Ça me décourage aussi de voir à quel point elle ne me connaît pas. La dernière fois que je l’ai vue en personne, c’était en 2012. C’était un jour où j’étais tétanisée par le stress. Je n’étais clairement pas en train d’agir de façon brusque et violente avec des gens. Elle ne m’a jamais vue comme ça parce que c’est quelque chose que je n’ai jamais fait. C’est donc une image imaginaire qu’elle a créée de moi dans sa tête et à partir de laquelle elle se permette de me maltraiter. C’est fou quand même, non? Je pense que ce sont des choses qui arrivent souvent à cause des réseaux sociaux. Bien oui… certaines de mes publications sur Facebook sont bêtes… si on regarde le contenu réel de ces publications on peut comprendre assez vite que quand ça se produit, elles portent sur des sujets dont je suis profondément écœurée… et non, ce n’est pas de la violence de ma part d’écrire de façon dure afin que les gens arrêtent de traiter les femmes qui vivent de la violence comme des connes. Ce qui est violent, c’est de les traiter comme des connes qui se laissent faire à la base. Je n’ai pas à avoir de patience face à ça. Ni face à bien d’autres sujets. À un moment donné, il faut réfléchir dans la vie et arrêter de faire et dire des conneries qui font souffrir d’autres personnes inutilement. J’assume mes statuts bêtes. J’assume quand je suis dure ici aussi. Je pense que c’est justifié à un moment donné. J’ai assez essayé d’être douce pour finalement juste subir d’autres violences supplémentaires par des personnes ignorantes sur le sujet dont elles parlent.

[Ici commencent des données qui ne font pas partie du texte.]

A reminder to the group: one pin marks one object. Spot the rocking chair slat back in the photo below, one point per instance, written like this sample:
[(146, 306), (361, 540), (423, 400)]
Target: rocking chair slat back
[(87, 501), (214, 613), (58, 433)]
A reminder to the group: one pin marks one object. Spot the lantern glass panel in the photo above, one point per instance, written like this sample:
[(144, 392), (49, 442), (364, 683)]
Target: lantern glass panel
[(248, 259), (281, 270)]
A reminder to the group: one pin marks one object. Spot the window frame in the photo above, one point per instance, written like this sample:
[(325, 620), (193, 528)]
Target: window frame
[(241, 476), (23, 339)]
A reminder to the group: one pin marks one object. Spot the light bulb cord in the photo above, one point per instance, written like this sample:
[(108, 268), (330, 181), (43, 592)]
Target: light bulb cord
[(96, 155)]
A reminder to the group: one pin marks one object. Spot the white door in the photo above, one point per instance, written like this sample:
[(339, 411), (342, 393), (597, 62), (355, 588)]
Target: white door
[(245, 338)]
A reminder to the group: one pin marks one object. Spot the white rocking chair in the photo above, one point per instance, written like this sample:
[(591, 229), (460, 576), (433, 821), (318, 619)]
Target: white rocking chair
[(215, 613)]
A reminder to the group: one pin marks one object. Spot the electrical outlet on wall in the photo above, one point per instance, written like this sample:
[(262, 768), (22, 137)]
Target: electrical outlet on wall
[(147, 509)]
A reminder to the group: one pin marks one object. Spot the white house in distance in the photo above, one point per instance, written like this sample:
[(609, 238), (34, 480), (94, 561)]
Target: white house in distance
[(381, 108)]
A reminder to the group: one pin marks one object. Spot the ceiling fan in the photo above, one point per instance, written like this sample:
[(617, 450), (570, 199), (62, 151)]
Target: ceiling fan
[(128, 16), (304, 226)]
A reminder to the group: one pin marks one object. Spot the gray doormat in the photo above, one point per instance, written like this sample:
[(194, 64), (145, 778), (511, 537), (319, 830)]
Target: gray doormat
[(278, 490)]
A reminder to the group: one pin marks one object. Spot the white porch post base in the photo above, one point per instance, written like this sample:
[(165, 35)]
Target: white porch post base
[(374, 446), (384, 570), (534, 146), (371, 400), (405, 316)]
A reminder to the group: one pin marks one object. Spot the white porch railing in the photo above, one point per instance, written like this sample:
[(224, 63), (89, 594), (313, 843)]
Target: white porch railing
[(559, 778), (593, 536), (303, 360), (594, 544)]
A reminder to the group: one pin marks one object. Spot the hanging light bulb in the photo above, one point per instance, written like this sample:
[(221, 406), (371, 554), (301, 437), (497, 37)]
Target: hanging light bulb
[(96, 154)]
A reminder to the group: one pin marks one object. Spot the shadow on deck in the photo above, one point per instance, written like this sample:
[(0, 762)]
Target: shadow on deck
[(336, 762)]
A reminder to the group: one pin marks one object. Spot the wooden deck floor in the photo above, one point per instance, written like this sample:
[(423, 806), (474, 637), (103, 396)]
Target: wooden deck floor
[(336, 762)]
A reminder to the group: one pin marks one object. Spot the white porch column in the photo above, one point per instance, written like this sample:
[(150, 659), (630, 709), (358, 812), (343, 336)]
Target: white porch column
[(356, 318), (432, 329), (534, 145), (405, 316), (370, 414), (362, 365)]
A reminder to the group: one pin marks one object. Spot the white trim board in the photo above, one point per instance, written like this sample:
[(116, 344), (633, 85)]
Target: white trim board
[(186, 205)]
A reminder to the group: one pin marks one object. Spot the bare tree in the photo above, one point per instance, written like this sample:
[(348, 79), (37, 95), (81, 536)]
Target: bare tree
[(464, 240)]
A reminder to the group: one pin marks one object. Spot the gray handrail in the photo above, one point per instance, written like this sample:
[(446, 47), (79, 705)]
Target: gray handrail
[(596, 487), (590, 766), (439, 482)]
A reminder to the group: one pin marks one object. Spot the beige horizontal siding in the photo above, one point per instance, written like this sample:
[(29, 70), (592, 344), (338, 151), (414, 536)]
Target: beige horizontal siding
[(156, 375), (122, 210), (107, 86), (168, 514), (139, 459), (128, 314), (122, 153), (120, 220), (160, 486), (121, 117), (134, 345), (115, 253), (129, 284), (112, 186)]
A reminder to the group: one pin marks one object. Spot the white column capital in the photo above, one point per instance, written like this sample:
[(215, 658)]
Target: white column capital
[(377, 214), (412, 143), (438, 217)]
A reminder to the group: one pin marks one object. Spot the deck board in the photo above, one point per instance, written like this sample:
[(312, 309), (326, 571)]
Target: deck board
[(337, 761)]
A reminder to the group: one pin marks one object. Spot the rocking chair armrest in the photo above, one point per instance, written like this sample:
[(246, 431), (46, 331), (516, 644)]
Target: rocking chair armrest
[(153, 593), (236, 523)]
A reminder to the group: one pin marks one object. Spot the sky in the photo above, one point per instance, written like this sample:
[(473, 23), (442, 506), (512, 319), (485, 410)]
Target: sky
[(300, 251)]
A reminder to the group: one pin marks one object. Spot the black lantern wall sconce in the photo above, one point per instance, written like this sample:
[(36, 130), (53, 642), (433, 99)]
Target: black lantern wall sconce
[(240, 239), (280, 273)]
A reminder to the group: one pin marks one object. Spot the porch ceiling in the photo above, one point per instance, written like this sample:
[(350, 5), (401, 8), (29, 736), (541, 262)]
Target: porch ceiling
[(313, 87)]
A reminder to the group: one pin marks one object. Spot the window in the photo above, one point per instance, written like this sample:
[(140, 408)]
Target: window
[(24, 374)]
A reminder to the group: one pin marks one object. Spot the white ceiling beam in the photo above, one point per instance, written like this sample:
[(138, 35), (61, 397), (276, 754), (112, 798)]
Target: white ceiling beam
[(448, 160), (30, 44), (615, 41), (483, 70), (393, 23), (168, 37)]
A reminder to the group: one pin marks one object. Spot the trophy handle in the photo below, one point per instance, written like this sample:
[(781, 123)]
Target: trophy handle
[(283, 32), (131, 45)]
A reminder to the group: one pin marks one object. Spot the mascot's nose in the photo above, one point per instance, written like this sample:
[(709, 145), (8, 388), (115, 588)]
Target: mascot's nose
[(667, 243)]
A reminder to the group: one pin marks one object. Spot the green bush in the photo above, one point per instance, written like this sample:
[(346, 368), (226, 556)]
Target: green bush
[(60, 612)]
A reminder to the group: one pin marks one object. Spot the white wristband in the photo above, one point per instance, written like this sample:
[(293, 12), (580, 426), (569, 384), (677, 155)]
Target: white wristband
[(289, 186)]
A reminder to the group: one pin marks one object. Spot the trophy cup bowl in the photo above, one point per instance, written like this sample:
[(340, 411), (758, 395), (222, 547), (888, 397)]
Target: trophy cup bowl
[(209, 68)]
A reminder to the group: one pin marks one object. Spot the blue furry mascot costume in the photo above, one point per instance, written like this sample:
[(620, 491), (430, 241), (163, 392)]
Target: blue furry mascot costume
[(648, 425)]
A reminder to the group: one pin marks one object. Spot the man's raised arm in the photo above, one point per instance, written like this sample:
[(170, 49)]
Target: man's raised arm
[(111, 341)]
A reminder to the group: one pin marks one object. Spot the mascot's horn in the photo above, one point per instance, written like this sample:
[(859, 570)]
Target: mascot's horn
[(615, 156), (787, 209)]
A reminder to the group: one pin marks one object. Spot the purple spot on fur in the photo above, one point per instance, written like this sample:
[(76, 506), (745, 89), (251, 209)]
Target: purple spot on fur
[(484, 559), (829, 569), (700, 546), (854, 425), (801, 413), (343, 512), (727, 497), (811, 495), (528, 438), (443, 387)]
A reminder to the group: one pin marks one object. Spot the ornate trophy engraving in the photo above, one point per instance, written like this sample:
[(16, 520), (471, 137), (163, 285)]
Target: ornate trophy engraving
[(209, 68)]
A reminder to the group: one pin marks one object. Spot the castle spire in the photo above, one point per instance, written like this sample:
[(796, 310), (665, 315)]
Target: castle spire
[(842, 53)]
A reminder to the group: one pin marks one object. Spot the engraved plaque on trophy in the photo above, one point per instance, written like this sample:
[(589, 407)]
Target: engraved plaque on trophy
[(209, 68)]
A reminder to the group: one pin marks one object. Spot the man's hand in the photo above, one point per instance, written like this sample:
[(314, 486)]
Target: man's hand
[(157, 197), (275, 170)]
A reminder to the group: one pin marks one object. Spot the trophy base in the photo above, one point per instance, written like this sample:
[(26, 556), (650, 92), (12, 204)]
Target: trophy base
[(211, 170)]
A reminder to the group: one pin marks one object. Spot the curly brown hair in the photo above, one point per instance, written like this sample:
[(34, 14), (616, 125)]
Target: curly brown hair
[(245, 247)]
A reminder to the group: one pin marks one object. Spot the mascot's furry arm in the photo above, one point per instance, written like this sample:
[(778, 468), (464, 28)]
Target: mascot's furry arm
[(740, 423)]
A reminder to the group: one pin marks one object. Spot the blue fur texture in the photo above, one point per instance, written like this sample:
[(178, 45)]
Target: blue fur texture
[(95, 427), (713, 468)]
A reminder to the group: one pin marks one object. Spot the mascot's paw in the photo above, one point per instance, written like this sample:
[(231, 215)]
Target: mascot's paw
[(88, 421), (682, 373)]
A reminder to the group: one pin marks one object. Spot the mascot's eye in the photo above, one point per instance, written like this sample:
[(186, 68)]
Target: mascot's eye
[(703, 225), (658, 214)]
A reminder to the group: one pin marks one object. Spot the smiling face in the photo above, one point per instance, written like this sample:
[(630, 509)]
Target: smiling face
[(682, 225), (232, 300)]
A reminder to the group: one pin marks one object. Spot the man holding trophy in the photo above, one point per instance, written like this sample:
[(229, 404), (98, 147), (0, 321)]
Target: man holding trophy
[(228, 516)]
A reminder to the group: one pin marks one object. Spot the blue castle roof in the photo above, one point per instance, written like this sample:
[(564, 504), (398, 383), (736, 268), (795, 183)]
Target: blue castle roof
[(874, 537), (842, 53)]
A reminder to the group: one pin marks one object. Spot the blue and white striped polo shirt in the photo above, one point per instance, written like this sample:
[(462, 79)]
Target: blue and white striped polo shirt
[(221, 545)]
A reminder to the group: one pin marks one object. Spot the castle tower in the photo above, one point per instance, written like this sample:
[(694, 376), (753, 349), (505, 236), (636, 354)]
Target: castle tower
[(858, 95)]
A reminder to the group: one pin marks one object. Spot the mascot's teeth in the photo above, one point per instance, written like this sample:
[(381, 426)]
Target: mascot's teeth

Je pense que c’est vraiment fini pour cette histoire insensée et ridicule.

On a aussi parlé du suivi avec la psychoeducatrice. Quand le truc pénible de la fin s’est passé, j’ai réalisé que j’étais tannée, mais vraiment profondément écœurée que des personnes pensent qu’elles savent mieux vivre que moi et me disent comment faire. Ce n’est pas ce que je demandais de recevoir des conseils digne du Elle Québec et qui ne me servent à rien. Je n’avais pas besoin d’être jugée non plus. Je n’ai plus de patience pour les madames soumises aux pressions sociales qui les confondent avec des lois et qui me suggèrent de me changer pour chercher à plaire. C’est répugnant et tellement superficiel. Je suis tannée qu’on dénigre ce que j’aime aussi. Elle n’arrêtait pas de me dire que ma vie est anormal et que je suis obsédée par le travail tout en dénigrant mes façons de relaxer. Je ne suis pas obsédée par le travail. Ce que bien des gens ne comprennent pas c’est que les cours que je suis en plus de mon travail ne sont pas du travail pour moi. Je sais que l’idée de suivre des cours est pénible pour bien des gens, mais ce n’est pas le cas pour moi. J’ai bien plus de plaisir à apprendre qu’à aller prendre une bière ou d’autres choses du genre. J’aime lire. J’aime le cinéma et les bonnes histoires en séries. J’ai les balados. J’aime marcher. J’aime les chiens. J’aime jardiner. J’aime peindre, faire de la bd et écrire… J’aime tricoter et crocheter. Ce sont toutes des activités parfaitement valides et qui ont pas à être dénigrées. Elles ne sont pas anormales ni malsaines. Ce n’est pas une façon d’aider quelqu’un que de cracher sur son apparences et ses goûts.

La violence que je vis, elle est en bonne partie causée par des personnes qui voudraient me faire rentrer de force dans des petites cases fictives qu’elles ont adoptées aveuglément parce qu’elles ne savaient pas quoi faire de leur vie et ne se sont pas posé de questions vraiment. C’est exténuant.

Je choisis ma vie.

Je me choisis moi.

J’ai besoin de vivre.

Je ne peux pas passer ma vie à me remettre des conneries des autres.